Kitchen
Book | Banana Yoshimoto By Tracy O’NeillTwo stories about two sets of mourners don’t quite make for one novel.
One of the most prolific Japanese novelists alive today, Banana Yoshimoto became a literary superstar in 1988 with the publication of her first novel, Kitchen. Divided into two sections, Kitchen first tells the story of a young woman named Mikage, left alone in the world by the death of her parents and grandparents. Suddenly homeless, she's taken in by Yuichi, a flower shop boy, who lives with his transvestite mother. The three make an unlikely but happy set, until Mikage's surrogate mother is beaten to death.
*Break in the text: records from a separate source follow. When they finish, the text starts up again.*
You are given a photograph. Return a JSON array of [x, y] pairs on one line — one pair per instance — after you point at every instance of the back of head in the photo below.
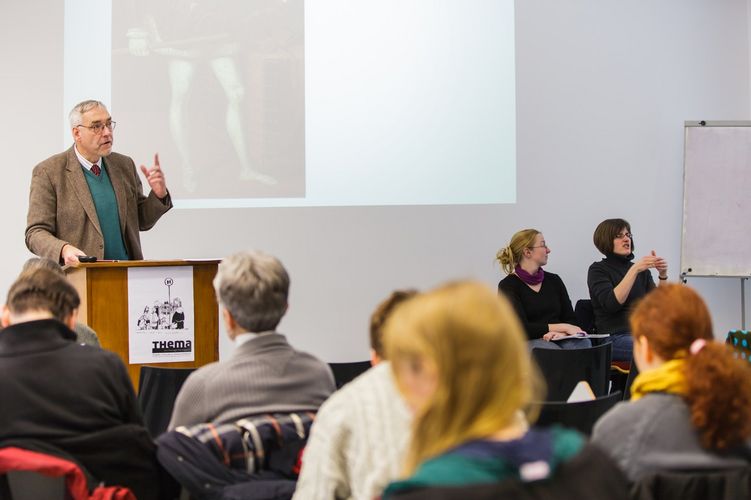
[[381, 314], [35, 263], [677, 324], [511, 255], [473, 338], [607, 231], [253, 287], [42, 290]]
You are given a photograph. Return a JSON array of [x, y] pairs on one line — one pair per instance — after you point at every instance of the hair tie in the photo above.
[[696, 346]]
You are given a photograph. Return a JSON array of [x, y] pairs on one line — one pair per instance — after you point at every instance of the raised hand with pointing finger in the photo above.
[[155, 178]]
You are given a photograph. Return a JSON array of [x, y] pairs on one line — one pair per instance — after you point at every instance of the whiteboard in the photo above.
[[716, 237]]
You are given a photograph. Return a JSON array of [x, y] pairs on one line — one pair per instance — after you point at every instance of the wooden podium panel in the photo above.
[[103, 288]]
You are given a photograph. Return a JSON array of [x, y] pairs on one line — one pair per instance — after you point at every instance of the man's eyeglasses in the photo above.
[[98, 128]]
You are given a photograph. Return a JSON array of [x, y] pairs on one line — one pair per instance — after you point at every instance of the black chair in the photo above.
[[632, 373], [727, 484], [157, 392], [345, 372], [562, 369], [580, 415], [31, 485], [585, 315], [740, 341]]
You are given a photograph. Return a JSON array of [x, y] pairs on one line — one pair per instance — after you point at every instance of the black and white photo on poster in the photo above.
[[161, 314]]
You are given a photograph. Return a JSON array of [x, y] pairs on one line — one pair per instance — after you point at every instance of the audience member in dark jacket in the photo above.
[[616, 283], [690, 405], [74, 398]]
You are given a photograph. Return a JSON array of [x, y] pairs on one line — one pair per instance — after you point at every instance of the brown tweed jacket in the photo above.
[[61, 209]]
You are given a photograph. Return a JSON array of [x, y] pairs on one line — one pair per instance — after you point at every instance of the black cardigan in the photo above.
[[537, 310], [610, 316]]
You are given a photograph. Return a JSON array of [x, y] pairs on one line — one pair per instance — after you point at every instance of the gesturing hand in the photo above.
[[69, 255], [155, 178], [660, 264]]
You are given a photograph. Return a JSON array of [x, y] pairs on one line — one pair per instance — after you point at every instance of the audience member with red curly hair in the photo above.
[[691, 404]]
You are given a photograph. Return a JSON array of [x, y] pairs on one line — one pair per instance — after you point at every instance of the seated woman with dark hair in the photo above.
[[460, 360], [616, 283], [539, 297], [691, 403]]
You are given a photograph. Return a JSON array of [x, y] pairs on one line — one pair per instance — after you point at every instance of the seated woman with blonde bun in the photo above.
[[691, 402], [539, 297], [460, 360]]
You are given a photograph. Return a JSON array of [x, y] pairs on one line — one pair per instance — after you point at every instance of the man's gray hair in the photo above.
[[253, 287], [76, 114]]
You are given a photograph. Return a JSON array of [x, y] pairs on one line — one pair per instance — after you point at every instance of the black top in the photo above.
[[537, 310], [610, 316]]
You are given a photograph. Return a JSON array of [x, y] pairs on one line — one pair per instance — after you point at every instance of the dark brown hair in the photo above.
[[43, 290], [718, 386], [381, 314], [605, 233]]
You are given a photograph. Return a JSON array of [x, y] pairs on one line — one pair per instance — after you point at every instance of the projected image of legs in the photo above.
[[224, 103]]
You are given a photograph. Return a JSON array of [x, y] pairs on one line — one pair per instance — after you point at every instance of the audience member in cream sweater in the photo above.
[[360, 435]]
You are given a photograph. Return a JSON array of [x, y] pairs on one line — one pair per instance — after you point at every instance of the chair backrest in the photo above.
[[632, 374], [345, 372], [585, 315], [728, 484], [157, 392], [562, 369], [581, 415], [30, 485]]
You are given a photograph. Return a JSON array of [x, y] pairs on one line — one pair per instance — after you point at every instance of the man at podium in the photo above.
[[82, 204]]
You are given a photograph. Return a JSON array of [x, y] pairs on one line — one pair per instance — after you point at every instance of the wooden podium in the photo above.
[[103, 288]]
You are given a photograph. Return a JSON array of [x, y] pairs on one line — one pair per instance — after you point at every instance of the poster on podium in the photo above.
[[160, 314]]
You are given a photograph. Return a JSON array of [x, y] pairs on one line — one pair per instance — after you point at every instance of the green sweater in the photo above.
[[485, 462], [106, 210]]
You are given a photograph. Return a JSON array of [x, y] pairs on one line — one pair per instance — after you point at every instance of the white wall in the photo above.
[[603, 89]]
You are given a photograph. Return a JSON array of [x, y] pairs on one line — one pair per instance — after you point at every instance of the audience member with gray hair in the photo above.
[[84, 333], [265, 374]]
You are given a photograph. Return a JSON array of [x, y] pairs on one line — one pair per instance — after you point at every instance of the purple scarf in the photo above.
[[530, 279]]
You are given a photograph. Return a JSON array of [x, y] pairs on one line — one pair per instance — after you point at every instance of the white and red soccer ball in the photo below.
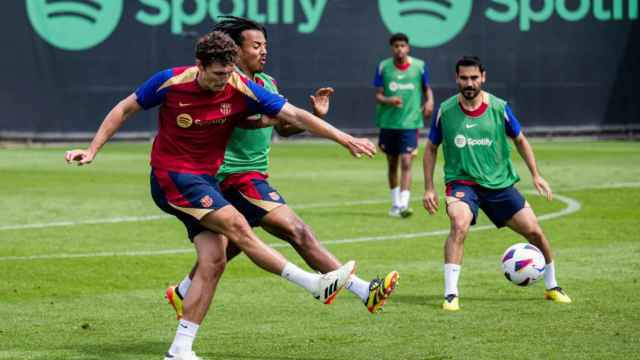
[[523, 264]]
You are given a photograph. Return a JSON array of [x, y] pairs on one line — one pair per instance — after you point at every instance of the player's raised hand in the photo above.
[[79, 157], [430, 201], [320, 101], [543, 187], [360, 146]]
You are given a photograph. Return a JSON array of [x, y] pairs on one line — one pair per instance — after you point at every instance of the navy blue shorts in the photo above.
[[189, 197], [399, 141], [251, 195], [498, 204]]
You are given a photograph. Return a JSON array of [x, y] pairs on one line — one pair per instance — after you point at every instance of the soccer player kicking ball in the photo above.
[[199, 108], [473, 127], [243, 178]]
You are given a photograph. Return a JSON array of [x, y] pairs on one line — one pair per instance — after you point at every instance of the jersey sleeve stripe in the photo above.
[[186, 76], [236, 81]]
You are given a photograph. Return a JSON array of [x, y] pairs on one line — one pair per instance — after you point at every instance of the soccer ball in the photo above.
[[523, 264]]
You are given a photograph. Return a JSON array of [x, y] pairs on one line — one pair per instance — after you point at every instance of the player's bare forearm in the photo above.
[[428, 103], [285, 129], [113, 121], [257, 122], [320, 106], [305, 120], [429, 164], [526, 152]]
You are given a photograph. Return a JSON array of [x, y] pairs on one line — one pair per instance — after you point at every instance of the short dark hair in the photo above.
[[469, 61], [234, 26], [216, 47], [398, 37]]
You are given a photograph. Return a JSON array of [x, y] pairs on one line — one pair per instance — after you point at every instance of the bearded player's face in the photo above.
[[470, 80]]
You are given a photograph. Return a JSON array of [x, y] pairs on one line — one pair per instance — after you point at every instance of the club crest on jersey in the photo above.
[[206, 201], [274, 196], [225, 109], [184, 120]]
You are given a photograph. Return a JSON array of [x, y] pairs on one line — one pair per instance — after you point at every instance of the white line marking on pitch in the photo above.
[[572, 207], [122, 219]]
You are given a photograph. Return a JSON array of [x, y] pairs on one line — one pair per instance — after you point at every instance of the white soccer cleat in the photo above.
[[395, 211], [189, 355], [332, 282]]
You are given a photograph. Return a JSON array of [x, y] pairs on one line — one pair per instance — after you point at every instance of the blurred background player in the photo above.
[[199, 108], [243, 177], [400, 83], [473, 127]]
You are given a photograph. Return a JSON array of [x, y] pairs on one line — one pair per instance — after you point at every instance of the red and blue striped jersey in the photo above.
[[194, 124]]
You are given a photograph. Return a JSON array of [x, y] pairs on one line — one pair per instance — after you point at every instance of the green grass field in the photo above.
[[83, 276]]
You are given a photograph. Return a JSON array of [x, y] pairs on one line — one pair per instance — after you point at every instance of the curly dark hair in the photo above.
[[234, 26], [216, 47]]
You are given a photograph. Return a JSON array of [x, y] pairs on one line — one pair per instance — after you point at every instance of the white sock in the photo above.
[[358, 287], [404, 198], [550, 276], [184, 286], [300, 277], [395, 196], [185, 335], [451, 275]]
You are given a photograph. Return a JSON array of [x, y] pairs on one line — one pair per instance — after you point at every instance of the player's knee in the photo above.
[[211, 268], [459, 229], [237, 227]]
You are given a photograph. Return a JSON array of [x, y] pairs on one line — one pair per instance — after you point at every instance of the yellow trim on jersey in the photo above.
[[263, 204], [195, 212], [236, 81], [185, 77]]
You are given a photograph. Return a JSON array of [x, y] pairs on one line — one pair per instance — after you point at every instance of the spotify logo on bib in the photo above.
[[428, 23], [74, 24]]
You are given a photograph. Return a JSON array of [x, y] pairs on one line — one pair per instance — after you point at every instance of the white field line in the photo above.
[[572, 206], [121, 219]]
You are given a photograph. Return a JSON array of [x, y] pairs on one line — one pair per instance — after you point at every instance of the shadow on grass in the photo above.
[[436, 300], [234, 356]]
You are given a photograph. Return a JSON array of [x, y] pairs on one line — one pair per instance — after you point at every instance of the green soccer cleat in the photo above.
[[175, 300], [380, 290], [557, 295], [190, 355], [451, 303]]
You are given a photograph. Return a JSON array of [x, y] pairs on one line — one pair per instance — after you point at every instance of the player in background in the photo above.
[[199, 108], [473, 127], [401, 81], [243, 177]]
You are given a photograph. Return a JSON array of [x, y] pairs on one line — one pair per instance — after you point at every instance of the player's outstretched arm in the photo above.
[[427, 108], [304, 119], [526, 152], [111, 123], [430, 200], [320, 105]]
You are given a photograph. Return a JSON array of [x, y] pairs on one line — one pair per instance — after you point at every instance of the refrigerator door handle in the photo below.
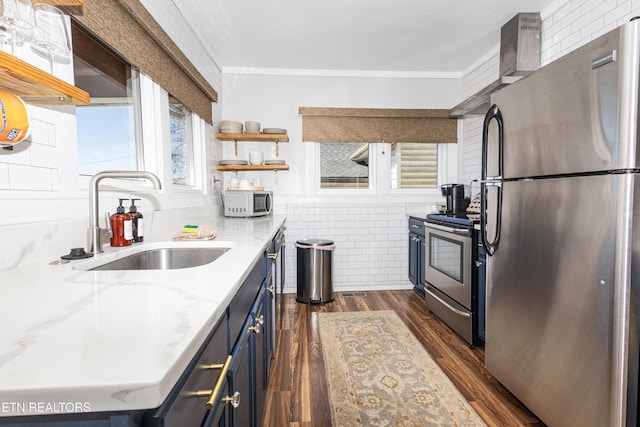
[[494, 113], [490, 246]]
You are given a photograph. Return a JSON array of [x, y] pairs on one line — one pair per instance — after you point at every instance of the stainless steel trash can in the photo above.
[[315, 270]]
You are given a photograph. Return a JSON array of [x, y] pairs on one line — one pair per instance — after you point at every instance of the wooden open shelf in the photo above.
[[35, 86], [233, 168], [255, 137]]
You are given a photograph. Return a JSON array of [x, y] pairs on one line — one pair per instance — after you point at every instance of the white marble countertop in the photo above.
[[78, 341]]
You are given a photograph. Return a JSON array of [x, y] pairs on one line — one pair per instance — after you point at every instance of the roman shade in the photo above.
[[377, 125], [128, 28]]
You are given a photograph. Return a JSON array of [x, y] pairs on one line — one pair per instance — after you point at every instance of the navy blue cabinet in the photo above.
[[481, 265], [416, 254]]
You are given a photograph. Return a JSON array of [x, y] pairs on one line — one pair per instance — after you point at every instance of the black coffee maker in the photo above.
[[454, 195]]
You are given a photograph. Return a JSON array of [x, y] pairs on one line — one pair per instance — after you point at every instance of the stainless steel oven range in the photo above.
[[451, 272]]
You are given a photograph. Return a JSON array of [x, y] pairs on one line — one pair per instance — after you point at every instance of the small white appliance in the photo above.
[[247, 203]]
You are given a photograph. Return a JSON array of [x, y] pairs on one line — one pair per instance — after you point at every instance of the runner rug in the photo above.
[[380, 375]]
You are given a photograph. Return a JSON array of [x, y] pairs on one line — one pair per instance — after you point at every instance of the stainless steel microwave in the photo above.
[[246, 203]]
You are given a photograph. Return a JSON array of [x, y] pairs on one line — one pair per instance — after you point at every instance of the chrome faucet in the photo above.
[[94, 242]]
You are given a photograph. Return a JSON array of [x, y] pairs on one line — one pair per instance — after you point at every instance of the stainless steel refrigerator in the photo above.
[[560, 223]]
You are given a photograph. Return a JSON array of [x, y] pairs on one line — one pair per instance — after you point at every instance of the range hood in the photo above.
[[519, 56]]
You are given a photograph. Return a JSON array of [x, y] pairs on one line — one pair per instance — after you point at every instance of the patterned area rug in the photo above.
[[380, 375]]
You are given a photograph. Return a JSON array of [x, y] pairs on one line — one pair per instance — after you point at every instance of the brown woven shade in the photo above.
[[377, 125], [128, 28]]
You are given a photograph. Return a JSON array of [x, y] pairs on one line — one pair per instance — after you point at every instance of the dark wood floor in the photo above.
[[297, 390]]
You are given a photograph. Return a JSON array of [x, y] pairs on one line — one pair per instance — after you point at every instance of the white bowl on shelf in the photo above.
[[252, 127], [256, 158]]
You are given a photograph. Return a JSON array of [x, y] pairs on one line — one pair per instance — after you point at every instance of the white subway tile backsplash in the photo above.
[[370, 238], [4, 177], [44, 156], [31, 178]]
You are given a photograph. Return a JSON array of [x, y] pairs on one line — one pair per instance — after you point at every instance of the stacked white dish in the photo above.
[[230, 126], [256, 157], [252, 127], [274, 131]]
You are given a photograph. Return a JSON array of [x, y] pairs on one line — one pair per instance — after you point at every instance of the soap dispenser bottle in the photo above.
[[137, 222], [122, 233]]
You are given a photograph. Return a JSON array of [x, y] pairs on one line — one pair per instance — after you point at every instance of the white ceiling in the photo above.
[[415, 36]]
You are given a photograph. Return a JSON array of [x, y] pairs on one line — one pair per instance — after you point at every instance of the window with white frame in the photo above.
[[414, 165], [181, 143], [344, 165], [347, 165]]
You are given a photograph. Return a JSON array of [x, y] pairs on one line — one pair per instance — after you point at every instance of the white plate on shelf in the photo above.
[[274, 131], [233, 162], [249, 188]]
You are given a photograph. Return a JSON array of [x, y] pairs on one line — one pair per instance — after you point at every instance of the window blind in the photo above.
[[128, 28], [377, 125]]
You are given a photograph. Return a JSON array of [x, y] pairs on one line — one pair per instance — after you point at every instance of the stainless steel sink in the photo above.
[[164, 259]]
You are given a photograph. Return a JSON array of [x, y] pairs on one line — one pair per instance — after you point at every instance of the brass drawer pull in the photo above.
[[214, 395]]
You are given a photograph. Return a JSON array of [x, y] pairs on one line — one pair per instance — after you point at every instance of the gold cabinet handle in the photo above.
[[234, 400], [214, 394]]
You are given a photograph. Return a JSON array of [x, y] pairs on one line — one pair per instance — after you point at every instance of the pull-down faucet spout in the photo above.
[[94, 242]]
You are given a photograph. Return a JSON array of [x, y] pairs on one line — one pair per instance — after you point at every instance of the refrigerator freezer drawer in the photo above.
[[450, 312]]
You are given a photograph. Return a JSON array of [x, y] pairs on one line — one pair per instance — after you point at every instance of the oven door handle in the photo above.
[[460, 231], [441, 301]]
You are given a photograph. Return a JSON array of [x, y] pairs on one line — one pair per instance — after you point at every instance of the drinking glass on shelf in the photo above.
[[17, 21], [50, 35]]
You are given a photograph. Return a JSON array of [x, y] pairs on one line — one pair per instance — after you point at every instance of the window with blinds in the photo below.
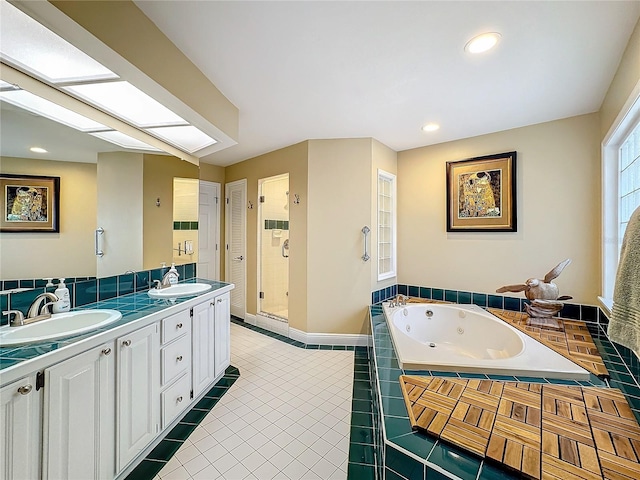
[[386, 225]]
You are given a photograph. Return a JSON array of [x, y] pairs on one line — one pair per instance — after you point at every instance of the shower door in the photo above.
[[274, 246]]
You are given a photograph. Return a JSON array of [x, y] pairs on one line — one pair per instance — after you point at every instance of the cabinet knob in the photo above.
[[25, 389]]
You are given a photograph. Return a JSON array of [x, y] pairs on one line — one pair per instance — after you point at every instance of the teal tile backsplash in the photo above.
[[86, 290]]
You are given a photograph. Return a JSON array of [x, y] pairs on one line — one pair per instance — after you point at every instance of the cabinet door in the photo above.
[[203, 329], [79, 416], [138, 392], [222, 348], [20, 430]]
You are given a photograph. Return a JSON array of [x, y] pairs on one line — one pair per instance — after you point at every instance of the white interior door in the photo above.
[[236, 256], [209, 231]]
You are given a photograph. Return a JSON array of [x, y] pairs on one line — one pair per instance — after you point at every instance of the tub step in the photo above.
[[538, 430]]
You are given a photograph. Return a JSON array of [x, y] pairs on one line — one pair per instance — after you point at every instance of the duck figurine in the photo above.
[[540, 289]]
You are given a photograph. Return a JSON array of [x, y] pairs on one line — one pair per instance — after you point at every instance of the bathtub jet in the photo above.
[[468, 339]]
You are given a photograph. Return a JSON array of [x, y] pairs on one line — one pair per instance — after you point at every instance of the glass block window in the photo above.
[[386, 225], [629, 180]]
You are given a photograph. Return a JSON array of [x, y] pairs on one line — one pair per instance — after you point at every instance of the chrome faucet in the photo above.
[[39, 309], [166, 280]]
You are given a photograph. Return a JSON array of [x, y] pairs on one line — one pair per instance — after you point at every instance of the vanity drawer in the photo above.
[[175, 326], [176, 359], [175, 399]]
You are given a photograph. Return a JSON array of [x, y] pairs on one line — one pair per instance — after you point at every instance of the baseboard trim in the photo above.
[[353, 339], [250, 318]]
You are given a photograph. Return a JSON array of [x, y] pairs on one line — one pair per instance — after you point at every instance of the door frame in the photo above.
[[227, 221], [218, 188]]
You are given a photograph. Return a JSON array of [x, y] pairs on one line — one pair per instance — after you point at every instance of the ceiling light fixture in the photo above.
[[483, 42], [430, 127]]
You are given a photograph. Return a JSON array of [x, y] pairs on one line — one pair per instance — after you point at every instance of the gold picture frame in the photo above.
[[481, 194], [29, 203]]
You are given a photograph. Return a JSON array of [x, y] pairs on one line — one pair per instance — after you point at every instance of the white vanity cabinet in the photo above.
[[78, 420], [20, 441], [211, 341], [175, 366], [138, 380]]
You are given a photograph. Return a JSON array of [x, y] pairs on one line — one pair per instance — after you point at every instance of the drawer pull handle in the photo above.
[[25, 389]]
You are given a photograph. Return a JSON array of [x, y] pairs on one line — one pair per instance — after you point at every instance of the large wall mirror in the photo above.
[[129, 194]]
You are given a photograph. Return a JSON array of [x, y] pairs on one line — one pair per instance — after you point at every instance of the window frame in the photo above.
[[392, 271], [626, 121]]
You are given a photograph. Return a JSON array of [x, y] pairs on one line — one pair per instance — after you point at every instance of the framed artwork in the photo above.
[[29, 203], [481, 194]]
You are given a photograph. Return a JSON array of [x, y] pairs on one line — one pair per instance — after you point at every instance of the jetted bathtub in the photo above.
[[466, 338]]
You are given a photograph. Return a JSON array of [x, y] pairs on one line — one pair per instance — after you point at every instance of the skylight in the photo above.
[[125, 101], [124, 140], [50, 110], [186, 137], [36, 49]]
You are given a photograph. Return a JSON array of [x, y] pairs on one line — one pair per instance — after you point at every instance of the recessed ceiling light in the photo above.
[[483, 42], [430, 127]]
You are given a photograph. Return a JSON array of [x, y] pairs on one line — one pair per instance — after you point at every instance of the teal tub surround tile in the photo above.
[[86, 292], [107, 288], [451, 296], [455, 460], [495, 301], [437, 294], [404, 465], [479, 299], [464, 297], [511, 303]]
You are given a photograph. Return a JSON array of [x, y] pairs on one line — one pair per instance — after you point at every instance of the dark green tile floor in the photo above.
[[162, 453]]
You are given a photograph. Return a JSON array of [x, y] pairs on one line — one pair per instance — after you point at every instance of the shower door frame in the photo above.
[[259, 229]]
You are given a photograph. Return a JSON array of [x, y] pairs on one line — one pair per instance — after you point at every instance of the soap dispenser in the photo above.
[[173, 279], [64, 303]]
Yoshimoto finishes their story by leaving Yuichi and Mikage to mourn and console themselves with food and drink. The second section tells the story of a young woman named Satsuki and her boyfriend's brother Hiiragi, who have both lost their significant others. To help themselves cope, Hiiragi takes to wearing his girlfriend's dresses, while Satsuki becomes ascetically thin, and neither can much alleviate the other's pain. The two stories of Kitchen borrow motifs and themes from each other, yet they don't comfortably or naturally fit together. The first section feels disappointingly unresolved while in the second, Yoshimoto's otherwise clean, compassionate prose gets bogged down with excessive exposition. The gestures of grief are familiar, but Yoshimoto overdetermines the emotional signifiers, leaving little mystery remaining of the process that is mourning.